I was recently running pandoc
to convert some HTML, which contained something like this:
<ul>
<li>foo
<li><hr>
</ul>
Pandoc produced this:
- foo
-
* * * * *
This example has fairly little agreement on how to interpret it. Pandoc and several others interpret it the same way, and the same way as the original HTML that I had. Others interpret it at a setext heading followed by a code block, some others as a list with the second element empty, followed by a code block. I can see how those interpretations would each come about, based on precedence of different rules.
The commonmark 0.26.0 interpretation seems surprising to me; it interprets it as 2 separate lists, one with the second element empty, the other containing a single element containing a horizontal rule. I’m having a hard time figuring out how you could get this result; if the first list ended, I would expect the indented line containing asterisks to just be interpreted as a code block. If the first list did not end, I would expect the horizontal rule to be contained in the second element of the first list.

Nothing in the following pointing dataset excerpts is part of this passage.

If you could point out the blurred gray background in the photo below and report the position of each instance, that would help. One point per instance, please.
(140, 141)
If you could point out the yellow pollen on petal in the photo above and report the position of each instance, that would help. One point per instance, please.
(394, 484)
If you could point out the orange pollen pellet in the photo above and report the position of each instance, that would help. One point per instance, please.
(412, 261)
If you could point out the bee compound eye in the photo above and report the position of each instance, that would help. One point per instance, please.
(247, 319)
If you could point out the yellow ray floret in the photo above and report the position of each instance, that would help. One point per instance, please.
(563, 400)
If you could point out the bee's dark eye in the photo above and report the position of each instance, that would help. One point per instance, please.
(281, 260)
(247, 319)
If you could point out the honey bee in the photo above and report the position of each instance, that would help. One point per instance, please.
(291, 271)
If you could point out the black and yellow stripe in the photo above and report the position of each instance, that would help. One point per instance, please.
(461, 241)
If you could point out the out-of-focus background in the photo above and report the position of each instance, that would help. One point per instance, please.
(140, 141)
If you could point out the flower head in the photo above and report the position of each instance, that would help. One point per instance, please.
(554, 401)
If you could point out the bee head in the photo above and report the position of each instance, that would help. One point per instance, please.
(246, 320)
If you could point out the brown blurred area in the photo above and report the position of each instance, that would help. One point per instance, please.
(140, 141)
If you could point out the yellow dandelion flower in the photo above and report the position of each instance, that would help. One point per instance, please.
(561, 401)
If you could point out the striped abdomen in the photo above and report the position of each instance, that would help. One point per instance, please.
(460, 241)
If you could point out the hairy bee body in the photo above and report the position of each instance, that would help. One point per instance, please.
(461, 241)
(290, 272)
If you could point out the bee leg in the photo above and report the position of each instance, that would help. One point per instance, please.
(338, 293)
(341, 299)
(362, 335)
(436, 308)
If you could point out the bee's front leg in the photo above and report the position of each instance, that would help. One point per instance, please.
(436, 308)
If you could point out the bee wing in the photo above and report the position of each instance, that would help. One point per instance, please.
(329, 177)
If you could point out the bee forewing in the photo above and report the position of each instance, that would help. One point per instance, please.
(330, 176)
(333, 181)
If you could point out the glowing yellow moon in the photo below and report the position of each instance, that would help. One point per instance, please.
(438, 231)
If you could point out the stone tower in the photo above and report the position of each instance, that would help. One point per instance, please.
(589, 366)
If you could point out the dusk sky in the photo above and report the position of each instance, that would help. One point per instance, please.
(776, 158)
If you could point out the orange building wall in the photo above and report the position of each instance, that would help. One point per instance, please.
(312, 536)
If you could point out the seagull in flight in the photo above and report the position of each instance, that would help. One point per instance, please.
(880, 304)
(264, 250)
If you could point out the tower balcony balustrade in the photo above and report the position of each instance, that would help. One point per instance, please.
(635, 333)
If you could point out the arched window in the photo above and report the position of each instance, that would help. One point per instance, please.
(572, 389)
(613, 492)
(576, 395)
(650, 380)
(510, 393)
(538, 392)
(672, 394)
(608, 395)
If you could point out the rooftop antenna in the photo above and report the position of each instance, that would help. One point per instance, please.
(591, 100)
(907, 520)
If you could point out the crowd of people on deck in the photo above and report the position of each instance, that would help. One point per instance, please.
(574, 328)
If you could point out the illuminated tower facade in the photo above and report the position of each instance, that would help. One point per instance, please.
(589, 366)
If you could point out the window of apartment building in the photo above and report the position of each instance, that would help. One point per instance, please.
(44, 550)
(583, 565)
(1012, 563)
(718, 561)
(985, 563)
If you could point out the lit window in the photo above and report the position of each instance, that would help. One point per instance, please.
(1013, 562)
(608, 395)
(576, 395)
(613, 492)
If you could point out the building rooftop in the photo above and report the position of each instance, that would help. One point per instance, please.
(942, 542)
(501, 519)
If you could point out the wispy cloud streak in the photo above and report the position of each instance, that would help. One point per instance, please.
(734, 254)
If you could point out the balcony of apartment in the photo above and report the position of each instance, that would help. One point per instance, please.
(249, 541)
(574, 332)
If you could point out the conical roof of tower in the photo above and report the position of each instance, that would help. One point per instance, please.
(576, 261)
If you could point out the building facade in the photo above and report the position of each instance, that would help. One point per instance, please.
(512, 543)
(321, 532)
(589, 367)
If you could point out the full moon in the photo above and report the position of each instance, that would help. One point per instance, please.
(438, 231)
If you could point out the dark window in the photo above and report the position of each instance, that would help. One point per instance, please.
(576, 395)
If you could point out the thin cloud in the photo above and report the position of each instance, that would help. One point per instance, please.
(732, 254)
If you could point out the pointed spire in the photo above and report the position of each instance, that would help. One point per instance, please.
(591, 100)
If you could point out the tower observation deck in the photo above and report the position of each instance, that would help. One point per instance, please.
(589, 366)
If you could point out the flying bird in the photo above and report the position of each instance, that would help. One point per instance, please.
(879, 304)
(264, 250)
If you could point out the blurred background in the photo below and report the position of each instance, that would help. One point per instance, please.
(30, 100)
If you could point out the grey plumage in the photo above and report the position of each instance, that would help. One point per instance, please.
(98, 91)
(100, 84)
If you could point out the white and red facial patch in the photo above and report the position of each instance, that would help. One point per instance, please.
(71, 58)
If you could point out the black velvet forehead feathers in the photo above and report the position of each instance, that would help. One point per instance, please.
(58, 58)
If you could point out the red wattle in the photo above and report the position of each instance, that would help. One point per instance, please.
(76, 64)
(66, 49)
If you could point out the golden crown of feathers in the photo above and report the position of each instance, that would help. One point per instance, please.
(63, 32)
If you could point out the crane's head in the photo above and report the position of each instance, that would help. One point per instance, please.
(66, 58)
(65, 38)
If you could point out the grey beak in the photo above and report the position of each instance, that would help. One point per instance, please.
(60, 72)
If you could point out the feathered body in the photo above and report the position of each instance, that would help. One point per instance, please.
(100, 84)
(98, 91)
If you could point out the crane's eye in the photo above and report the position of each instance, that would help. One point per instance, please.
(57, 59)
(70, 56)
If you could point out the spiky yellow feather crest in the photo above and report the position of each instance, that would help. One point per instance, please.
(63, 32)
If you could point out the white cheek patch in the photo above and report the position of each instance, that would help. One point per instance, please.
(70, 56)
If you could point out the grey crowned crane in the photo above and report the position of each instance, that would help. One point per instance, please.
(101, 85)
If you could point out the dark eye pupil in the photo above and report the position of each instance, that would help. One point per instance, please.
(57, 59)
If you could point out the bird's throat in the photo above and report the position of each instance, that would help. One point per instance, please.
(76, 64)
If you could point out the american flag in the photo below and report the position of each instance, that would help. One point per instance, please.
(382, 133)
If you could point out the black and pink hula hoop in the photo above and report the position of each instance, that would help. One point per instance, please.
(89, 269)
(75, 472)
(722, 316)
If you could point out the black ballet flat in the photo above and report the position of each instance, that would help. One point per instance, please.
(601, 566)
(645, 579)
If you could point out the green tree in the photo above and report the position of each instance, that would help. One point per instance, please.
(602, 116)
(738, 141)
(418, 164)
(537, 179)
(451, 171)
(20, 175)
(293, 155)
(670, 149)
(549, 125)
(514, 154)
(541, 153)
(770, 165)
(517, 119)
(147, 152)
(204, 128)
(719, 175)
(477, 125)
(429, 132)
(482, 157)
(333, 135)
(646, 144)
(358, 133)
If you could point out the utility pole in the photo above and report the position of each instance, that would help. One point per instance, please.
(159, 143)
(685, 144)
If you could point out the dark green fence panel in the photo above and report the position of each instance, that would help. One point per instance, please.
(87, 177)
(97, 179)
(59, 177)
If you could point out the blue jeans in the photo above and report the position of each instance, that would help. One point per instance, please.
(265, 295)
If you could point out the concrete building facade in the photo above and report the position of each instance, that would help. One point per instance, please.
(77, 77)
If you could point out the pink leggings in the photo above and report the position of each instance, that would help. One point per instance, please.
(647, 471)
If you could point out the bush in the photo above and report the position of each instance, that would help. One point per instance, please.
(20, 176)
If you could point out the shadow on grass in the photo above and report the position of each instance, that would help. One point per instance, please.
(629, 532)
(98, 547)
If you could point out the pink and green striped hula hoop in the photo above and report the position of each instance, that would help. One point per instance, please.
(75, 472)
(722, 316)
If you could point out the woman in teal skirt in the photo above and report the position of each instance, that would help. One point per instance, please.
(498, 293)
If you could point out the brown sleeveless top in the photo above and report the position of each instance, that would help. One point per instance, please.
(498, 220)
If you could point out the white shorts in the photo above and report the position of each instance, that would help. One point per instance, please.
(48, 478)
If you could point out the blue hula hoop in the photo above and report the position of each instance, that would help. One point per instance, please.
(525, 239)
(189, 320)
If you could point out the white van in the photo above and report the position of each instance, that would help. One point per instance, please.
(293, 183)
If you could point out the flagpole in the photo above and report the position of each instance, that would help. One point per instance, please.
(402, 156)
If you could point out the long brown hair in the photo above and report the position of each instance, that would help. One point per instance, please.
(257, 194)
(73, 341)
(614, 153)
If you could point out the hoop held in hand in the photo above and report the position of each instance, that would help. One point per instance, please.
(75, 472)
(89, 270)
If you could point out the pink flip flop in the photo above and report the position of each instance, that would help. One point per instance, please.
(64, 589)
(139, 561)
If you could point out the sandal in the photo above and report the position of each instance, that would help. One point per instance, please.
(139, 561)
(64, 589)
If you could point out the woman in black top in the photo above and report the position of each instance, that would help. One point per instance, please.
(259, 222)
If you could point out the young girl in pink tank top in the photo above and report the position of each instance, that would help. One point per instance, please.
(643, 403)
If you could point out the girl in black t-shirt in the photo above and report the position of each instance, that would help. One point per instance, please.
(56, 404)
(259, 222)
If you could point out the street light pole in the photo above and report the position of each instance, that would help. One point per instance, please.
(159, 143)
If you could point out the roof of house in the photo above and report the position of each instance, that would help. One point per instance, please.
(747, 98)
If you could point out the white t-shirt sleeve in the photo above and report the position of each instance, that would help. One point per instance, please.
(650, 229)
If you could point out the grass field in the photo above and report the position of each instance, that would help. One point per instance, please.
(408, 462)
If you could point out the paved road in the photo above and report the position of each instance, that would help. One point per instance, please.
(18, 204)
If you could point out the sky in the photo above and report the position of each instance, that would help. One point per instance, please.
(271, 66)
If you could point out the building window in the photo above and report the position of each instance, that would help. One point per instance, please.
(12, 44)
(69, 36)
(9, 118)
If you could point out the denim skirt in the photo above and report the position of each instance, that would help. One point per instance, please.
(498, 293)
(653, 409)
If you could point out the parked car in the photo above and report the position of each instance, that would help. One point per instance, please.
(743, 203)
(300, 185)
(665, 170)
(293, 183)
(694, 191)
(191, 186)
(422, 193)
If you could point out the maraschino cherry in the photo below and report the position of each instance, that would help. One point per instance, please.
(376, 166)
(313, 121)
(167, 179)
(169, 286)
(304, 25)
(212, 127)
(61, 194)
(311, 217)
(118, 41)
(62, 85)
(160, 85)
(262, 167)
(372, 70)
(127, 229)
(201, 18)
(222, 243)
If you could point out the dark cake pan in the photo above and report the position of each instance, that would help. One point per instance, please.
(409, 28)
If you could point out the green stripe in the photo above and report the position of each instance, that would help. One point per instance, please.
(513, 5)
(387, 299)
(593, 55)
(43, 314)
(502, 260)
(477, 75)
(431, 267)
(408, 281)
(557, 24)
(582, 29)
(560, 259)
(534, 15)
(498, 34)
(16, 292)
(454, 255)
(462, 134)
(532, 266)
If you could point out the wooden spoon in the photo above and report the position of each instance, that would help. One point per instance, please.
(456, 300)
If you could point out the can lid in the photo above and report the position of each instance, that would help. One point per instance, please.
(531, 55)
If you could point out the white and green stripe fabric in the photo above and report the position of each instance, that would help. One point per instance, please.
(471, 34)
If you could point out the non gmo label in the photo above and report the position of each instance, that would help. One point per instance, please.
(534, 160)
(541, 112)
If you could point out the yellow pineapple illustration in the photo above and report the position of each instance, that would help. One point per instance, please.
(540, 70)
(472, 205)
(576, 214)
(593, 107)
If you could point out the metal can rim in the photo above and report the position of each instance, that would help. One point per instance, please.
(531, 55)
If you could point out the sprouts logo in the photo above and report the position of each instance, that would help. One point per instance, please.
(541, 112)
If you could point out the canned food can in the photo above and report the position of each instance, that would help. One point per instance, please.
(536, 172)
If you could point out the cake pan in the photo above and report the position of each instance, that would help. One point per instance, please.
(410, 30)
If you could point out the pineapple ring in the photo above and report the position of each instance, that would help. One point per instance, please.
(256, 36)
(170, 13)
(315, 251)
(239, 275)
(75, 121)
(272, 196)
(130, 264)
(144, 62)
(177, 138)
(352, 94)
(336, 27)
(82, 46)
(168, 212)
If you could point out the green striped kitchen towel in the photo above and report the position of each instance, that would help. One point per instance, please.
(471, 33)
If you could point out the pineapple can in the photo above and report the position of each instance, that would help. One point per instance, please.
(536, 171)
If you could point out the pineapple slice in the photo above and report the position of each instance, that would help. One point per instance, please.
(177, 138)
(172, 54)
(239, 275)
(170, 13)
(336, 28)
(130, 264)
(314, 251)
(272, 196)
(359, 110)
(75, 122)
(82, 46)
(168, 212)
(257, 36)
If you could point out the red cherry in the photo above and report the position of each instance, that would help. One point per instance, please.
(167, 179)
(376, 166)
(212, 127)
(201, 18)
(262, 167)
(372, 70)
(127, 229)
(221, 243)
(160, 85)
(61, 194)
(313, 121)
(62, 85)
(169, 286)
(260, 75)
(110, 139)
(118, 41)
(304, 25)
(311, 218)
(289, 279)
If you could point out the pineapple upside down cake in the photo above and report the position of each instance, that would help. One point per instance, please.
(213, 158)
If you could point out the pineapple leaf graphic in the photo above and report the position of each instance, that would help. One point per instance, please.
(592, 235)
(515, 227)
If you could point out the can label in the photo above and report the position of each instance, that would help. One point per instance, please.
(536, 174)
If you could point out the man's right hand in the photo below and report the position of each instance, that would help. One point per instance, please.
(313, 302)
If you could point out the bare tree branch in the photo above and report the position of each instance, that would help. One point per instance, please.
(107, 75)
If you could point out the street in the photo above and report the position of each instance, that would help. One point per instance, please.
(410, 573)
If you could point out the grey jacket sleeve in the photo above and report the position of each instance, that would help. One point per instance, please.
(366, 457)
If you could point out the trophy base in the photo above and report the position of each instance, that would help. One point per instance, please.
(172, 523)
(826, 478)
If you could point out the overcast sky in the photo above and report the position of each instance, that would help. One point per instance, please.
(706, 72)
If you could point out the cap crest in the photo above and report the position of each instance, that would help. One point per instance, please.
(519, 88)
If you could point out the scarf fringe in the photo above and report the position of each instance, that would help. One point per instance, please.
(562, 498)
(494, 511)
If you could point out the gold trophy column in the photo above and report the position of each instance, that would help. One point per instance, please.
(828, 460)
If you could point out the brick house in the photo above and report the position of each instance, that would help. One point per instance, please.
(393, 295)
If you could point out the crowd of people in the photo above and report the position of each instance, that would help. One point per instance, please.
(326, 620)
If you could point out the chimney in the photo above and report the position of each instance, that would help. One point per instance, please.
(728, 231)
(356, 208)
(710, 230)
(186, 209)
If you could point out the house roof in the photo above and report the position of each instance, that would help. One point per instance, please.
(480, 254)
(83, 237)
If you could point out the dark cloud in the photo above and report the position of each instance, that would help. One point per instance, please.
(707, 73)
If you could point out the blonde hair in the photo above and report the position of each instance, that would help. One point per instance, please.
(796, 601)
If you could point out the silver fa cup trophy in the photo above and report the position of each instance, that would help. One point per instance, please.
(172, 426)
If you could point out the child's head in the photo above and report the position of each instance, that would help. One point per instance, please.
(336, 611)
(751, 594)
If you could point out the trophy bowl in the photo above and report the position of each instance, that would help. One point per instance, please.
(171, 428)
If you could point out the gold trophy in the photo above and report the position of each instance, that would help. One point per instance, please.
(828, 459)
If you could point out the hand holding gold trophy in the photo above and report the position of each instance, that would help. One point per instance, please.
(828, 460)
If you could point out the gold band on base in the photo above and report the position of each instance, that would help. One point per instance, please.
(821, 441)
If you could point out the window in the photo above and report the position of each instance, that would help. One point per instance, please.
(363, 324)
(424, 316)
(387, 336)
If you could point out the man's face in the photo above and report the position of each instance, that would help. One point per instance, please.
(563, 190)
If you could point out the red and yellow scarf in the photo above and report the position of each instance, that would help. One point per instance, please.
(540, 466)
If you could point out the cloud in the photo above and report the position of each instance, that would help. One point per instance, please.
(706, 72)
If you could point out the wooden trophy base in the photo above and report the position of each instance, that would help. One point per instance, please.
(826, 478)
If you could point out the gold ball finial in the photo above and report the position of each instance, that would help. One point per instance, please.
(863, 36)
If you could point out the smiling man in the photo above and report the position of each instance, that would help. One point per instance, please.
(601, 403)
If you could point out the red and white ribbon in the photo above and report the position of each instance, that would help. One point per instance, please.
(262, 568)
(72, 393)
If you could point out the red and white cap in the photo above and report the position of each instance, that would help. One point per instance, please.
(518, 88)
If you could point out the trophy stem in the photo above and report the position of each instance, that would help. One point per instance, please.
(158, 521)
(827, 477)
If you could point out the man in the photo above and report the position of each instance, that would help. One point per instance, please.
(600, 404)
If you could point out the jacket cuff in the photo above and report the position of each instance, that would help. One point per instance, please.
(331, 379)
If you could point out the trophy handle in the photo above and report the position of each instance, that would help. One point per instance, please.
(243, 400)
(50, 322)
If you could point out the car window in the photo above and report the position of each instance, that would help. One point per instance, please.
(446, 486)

I think, according to my reading of the spec, that the pandoc interpretation is the correct one, but I wanted to make sure.
This example came about when trying to run curl http://words.steveklabnik.com/structure-literals-vs-constructors-in-rust | pandoc -f html -t markdown > /tmp/test.md; rustdoc --test /tmp/test.md
, in order to run some test cases extracted from a web page. rustdoc
was interpreting the horizontal rule as a code block, and thus producing a spurious test failure, but before filing a ticket against rustdoc
or its Markdown parser, I wanted to check to see what the interpretation of this line should be.